Explanation of Therapeutic Modalities



Manual Therapy 


a) Massage and mobilisation, positional release.

b) Spinal Manipulation - must he safe and gentle and "only" performed after muscular balance has been normalised and should be performed with minimal force, maximal technique, avoiding full range movement and without forceful overpressure (esp on the upper neck). 


Pre-manipulative testing known as V.B.I. test of the upper cervical spine is absolutely essential to avoid (eg) cerebro-vascular accident (C.V.A)  Research has shown, that "mobilisation" mostly being superior to manipulation, in its result and will avoid any concern of untoward effects.


Manipulation - a technique of treatment applied to joints for the relief of pain and improvement of motion. It is a single high velocity, low amplitude movement applied passively to the joint towards the limit of its available range. (But never as a the only treatment technique).


Multimodal treatment - Management that includes simultaneous application of several different treatment modalities, which has the best long term outcome.

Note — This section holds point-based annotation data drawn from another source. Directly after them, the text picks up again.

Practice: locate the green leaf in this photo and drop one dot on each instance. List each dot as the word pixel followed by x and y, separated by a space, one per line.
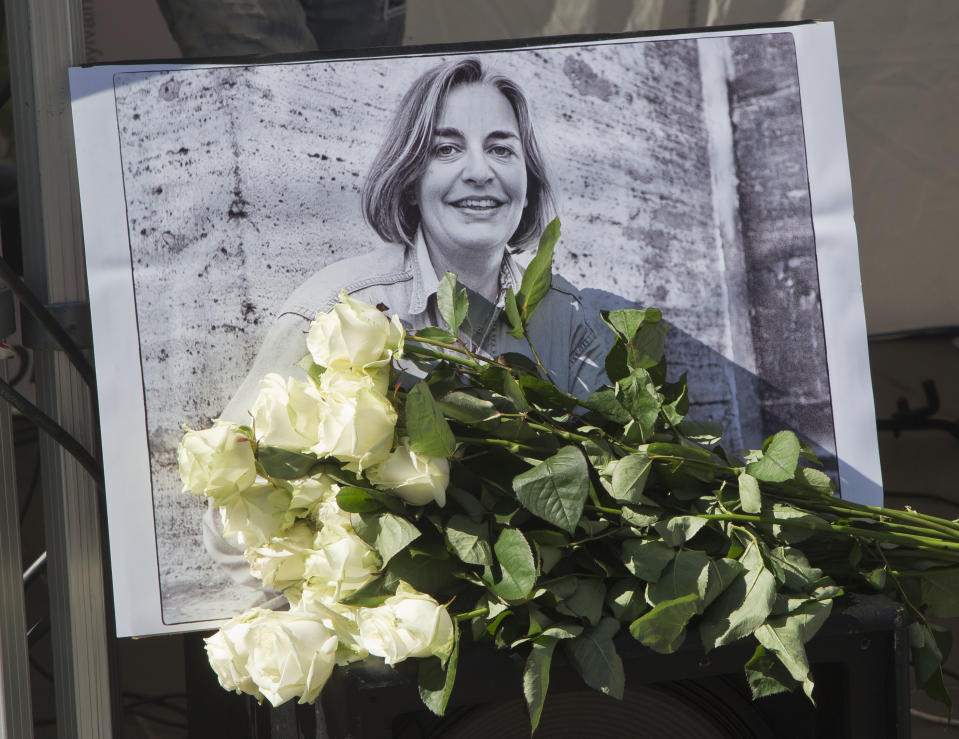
pixel 284 464
pixel 536 678
pixel 676 410
pixel 629 478
pixel 787 635
pixel 706 433
pixel 513 391
pixel 720 574
pixel 643 402
pixel 698 463
pixel 604 402
pixel 626 322
pixel 787 516
pixel 798 574
pixel 556 489
pixel 545 394
pixel 594 657
pixel 452 303
pixel 386 533
pixel 663 629
pixel 817 480
pixel 436 334
pixel 679 529
pixel 358 500
pixel 940 593
pixel 469 540
pixel 642 516
pixel 466 407
pixel 516 564
pixel 370 595
pixel 684 575
pixel 779 459
pixel 647 559
pixel 767 675
pixel 625 599
pixel 743 606
pixel 436 679
pixel 538 275
pixel 647 347
pixel 512 314
pixel 586 601
pixel 429 432
pixel 749 494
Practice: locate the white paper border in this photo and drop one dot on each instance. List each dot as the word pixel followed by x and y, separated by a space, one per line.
pixel 113 315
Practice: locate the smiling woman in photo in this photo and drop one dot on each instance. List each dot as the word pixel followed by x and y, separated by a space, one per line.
pixel 459 185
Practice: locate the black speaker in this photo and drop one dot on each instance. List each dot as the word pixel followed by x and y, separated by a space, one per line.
pixel 859 661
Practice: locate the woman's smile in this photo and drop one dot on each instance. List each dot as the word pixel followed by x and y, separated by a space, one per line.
pixel 472 194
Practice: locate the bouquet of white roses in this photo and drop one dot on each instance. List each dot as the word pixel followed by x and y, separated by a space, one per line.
pixel 483 505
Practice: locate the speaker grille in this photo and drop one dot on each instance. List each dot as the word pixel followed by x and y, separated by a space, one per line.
pixel 646 712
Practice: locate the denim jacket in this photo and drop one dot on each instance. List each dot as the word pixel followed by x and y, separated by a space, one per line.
pixel 405 282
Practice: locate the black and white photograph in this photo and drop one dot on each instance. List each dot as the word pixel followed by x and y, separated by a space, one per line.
pixel 225 205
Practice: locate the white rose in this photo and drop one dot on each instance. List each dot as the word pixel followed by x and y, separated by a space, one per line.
pixel 416 479
pixel 354 335
pixel 306 407
pixel 357 423
pixel 342 559
pixel 408 624
pixel 256 515
pixel 217 462
pixel 274 416
pixel 313 494
pixel 228 653
pixel 274 654
pixel 281 563
pixel 318 599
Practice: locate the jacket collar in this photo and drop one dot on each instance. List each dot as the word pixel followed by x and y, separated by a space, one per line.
pixel 425 281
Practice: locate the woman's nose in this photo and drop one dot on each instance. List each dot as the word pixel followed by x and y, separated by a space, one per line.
pixel 476 169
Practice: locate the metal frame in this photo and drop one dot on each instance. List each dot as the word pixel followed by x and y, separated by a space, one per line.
pixel 45 38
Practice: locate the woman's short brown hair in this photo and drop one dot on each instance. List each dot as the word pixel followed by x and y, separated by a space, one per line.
pixel 405 153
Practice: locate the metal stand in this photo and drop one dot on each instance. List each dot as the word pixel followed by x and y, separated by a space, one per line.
pixel 45 39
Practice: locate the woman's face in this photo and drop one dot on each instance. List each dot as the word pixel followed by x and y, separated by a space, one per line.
pixel 473 192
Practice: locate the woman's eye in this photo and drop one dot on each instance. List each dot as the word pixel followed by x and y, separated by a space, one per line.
pixel 444 150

Passive joint mobilization - A technique of treatment applied to joints for the relief of pain and improvement of motion. Mobilisation is the passive application of repetitive, rhythmical, low velocity small amplitude movements to the joint within or at the limit of its available range.


Electro-therapeutic modalities -  such as ultrasound often simultaneous to interferential (not T.E.N.S), electro-magnetic resonance (mild heating), can be most effective in ameliorating pain inflammation, swelling and tenderness, beneficially affecting soft tissue metabolism, pain relief (electro-analgesia) and muscular stimulation (electro-motor stimulation) and intermittent positive pressure for lower limb oedema.


The combination of the various treatment techniques as described, provide a greater and quicker relief, without the need for prolonged, ongoing appointments. 


The beneficial effect of just-one I hourly (intensive) physiotherapy session as described, should be evident straightaway and should not cause discomfort, except for possibly delayed onset muscle fatigue following some exercises (which can be relieved by remedial massage).